Le constat est préoccupant. Dans 52 % des cas considérés comme des urgences vitales par des médecins, l’outil n’a pas recommandé d’aller immédiatement aux urgences, d’après les résultats publiés le 23 février 2026 sur PubMed. Autrement dit, un cas grave sur deux peut être sous-estimé.
À l’inverse, 64,8 % des patients ne présentant pas d’urgence réelle ont été envoyés à tort vers les urgences, selon Les Numériques. Ce double phénomène – sous-triage des cas critiques et sur-triage des cas bénins – montre que l’outil manque de fiabilité lorsqu’il faut décider rapidement du niveau de gravité.
« Nous voulions répondre à la question de sécurité la plus élémentaire : si une personne vit une véritable urgence médicale et demande à ChatGPT Health quoi faire, lui dira-t-il d’aller aux urgences ? », explique le Dr Ashwin Ramaswamy. Les chiffres montrent que la réponse n’est pas systématiquement oui.
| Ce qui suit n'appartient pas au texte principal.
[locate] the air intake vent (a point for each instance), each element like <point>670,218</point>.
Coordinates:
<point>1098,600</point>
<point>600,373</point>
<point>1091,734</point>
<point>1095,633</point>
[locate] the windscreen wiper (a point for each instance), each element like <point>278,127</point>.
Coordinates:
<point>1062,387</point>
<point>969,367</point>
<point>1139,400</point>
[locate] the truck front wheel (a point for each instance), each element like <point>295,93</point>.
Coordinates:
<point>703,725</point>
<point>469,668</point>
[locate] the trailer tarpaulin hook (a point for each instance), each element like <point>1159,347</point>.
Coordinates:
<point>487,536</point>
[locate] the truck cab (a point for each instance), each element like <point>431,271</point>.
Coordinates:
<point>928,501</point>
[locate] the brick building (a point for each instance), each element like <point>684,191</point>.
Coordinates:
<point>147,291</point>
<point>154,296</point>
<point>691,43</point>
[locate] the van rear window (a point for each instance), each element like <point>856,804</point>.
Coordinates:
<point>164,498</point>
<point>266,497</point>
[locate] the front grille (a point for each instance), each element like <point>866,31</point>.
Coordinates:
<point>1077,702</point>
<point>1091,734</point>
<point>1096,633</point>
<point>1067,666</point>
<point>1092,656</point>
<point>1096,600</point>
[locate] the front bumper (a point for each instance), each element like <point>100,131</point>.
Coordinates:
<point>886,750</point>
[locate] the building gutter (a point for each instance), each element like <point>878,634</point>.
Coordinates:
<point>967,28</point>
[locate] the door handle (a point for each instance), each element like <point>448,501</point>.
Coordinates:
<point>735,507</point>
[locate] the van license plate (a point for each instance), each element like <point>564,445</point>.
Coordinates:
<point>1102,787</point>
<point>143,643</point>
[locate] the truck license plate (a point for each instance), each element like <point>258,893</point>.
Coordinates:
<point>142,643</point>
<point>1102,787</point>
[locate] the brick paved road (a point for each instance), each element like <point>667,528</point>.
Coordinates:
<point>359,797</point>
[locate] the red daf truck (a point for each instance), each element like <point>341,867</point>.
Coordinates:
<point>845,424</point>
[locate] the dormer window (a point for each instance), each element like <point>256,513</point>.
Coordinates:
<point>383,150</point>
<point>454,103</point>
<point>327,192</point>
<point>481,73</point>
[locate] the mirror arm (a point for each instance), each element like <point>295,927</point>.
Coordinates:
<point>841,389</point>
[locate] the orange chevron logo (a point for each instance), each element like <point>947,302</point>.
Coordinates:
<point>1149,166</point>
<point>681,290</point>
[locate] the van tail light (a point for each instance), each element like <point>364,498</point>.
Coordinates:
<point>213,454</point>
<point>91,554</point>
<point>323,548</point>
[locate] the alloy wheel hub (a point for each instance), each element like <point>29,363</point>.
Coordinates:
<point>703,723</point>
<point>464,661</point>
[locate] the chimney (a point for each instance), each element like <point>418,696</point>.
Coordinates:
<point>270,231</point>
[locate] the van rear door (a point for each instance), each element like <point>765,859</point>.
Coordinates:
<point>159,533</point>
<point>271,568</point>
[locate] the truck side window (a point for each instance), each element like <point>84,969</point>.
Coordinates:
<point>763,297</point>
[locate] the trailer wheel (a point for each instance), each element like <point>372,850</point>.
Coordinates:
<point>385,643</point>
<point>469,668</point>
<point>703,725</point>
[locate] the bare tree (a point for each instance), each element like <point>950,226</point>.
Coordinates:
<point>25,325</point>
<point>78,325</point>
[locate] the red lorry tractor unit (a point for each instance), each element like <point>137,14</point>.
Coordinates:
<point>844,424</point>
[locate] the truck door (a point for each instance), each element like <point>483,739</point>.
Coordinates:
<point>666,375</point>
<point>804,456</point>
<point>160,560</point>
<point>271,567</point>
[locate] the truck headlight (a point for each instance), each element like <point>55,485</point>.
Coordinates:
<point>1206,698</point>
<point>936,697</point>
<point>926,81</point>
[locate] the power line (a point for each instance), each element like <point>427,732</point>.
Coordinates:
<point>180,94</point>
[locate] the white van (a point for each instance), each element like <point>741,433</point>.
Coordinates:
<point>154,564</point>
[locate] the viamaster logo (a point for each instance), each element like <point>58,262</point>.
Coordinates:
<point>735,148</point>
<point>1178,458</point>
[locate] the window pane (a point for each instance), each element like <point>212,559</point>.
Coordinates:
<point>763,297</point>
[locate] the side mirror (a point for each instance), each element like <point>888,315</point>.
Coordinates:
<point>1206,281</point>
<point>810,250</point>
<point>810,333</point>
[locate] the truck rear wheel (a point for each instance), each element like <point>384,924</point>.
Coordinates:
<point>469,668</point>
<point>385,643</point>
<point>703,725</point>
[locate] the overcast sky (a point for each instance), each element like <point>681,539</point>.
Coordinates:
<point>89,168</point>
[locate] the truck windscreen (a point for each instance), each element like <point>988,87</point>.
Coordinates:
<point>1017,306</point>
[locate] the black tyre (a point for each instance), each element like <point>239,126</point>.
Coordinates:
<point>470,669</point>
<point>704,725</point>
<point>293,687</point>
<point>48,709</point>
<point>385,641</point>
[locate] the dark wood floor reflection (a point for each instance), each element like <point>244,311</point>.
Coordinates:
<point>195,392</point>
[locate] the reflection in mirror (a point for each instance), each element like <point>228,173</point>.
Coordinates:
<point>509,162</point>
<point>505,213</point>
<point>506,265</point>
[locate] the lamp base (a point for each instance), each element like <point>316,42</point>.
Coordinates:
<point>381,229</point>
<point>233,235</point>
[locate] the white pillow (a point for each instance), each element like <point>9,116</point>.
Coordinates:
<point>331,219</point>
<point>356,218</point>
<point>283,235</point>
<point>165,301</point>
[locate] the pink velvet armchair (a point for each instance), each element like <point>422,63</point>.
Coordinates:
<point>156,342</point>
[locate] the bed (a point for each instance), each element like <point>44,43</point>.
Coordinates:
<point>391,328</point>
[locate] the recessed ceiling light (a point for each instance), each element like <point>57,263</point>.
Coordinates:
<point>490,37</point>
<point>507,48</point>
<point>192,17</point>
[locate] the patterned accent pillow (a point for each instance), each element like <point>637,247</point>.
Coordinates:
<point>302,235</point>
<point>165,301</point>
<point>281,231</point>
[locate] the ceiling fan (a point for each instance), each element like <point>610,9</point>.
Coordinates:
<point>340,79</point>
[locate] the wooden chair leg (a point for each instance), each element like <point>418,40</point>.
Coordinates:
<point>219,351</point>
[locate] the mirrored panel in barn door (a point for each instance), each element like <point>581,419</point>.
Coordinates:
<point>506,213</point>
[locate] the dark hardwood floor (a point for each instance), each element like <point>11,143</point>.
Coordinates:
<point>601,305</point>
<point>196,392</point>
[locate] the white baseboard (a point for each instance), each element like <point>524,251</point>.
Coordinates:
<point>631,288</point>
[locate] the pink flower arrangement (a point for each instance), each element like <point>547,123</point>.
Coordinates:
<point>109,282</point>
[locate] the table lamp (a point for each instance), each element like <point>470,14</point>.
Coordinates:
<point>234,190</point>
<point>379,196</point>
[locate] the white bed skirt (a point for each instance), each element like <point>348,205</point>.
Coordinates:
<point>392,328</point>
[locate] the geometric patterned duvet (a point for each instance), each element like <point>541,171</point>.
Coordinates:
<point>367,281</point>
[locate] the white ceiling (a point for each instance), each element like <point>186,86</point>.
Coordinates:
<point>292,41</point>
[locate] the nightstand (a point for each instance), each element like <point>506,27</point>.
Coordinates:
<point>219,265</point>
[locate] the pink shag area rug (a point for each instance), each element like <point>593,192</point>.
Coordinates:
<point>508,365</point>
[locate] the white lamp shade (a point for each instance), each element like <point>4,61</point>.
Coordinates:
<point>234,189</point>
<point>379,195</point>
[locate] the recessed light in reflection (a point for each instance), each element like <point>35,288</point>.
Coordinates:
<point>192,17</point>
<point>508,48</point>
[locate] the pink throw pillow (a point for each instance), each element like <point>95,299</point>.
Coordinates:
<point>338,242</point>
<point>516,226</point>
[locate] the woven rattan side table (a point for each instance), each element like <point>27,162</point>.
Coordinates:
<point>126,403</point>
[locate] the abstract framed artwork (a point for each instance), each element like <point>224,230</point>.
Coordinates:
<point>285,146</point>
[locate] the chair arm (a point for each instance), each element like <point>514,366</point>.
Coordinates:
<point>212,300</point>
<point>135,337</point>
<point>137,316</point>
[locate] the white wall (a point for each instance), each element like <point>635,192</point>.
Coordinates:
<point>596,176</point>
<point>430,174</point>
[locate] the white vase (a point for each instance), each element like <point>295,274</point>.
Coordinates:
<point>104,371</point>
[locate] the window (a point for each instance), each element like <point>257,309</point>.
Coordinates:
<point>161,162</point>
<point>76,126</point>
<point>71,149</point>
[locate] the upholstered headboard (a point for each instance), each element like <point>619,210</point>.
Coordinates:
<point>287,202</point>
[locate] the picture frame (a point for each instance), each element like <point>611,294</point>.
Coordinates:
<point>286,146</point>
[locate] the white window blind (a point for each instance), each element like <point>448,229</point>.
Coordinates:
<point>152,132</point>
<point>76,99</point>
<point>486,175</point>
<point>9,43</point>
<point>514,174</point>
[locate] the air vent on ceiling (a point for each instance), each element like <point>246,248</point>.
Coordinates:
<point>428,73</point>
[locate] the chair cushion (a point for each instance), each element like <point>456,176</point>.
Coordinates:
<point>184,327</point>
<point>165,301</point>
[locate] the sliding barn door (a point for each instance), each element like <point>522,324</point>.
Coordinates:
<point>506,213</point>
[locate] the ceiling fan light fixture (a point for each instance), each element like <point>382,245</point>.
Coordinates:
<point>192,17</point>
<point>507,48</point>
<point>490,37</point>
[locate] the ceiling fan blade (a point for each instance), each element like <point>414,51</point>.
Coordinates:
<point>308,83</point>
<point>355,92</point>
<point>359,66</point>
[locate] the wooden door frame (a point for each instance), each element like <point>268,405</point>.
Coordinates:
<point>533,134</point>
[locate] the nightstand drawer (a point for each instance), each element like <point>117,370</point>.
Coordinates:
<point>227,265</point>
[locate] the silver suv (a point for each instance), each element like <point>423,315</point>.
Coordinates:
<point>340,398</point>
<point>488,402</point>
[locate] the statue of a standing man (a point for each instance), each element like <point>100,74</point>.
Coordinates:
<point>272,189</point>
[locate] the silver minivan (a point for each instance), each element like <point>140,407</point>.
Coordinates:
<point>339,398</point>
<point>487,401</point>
Pourquoi l’intelligence artificielle se trompe
ChatGPT fonctionne à partir d’un modèle de langage. Il analyse des mots et produit une réponse probable. Mais il ne voit pas le patient, ne prend pas la tension, n’écoute pas le cœur, ne mesure pas la saturation en oxygène. Il ne perçoit ni la pâleur du visage ni la gravité d’une respiration sifflante.
L’étude américaine montre également que l’outil peut être influencé par des éléments secondaires du récit. Lorsque le scénario mentionnait un proche minimisant les symptômes, la probabilité que l’IA abaisse le niveau d’urgence augmentait fortement. Un simple commentaire rassurant dans la description peut pousser l’algorithme à sous-estimer la situation.
Plus troublant encore, les performances suivent une sorte de courbe en « U inversé » : l’outil se révèle le moins fiable aux extrêmes, c’est-à-dire dans les situations les plus bénignes… et les plus graves. Selon PubMed, les échecs concernent 48 % des urgences et 35 % des situations non urgentes.
En cas d’urgence, seul un professionnel peut trancher
Les modèles d’intelligence artificielle sont des outils d’information. Ils ne posent pas de diagnostic médical au sens réglementaire du terme. D’ailleurs, OpenAI précise que ChatGPT Santé n’est pas destiné au diagnostic ou au traitement.
En France, face à des symptômes évocateurs d’une urgence – douleur thoracique, paralysie soudaine d’un membre, trouble brutal de la parole, perte de connaissance, difficulté respiratoire – la conduite à tenir est claire : appeler immédiatement les services d’urgence. Aucun chatbot ne remplace l’examen clinique d’un médecin ou l’évaluation d’un régulateur du SAMU.
Consulter ChatGPT peut aider à mieux comprendre un symptôme ou à préparer des questions pour son médecin. En revanche, en situation critique, attendre la réponse d’une intelligence artificielle plutôt que composer un numéro d’urgence peut retarder une prise en charge vitale. La règle est simple : en cas de doute sérieux, on ne discute pas avec un algorithme. On appelle un professionnel de santé.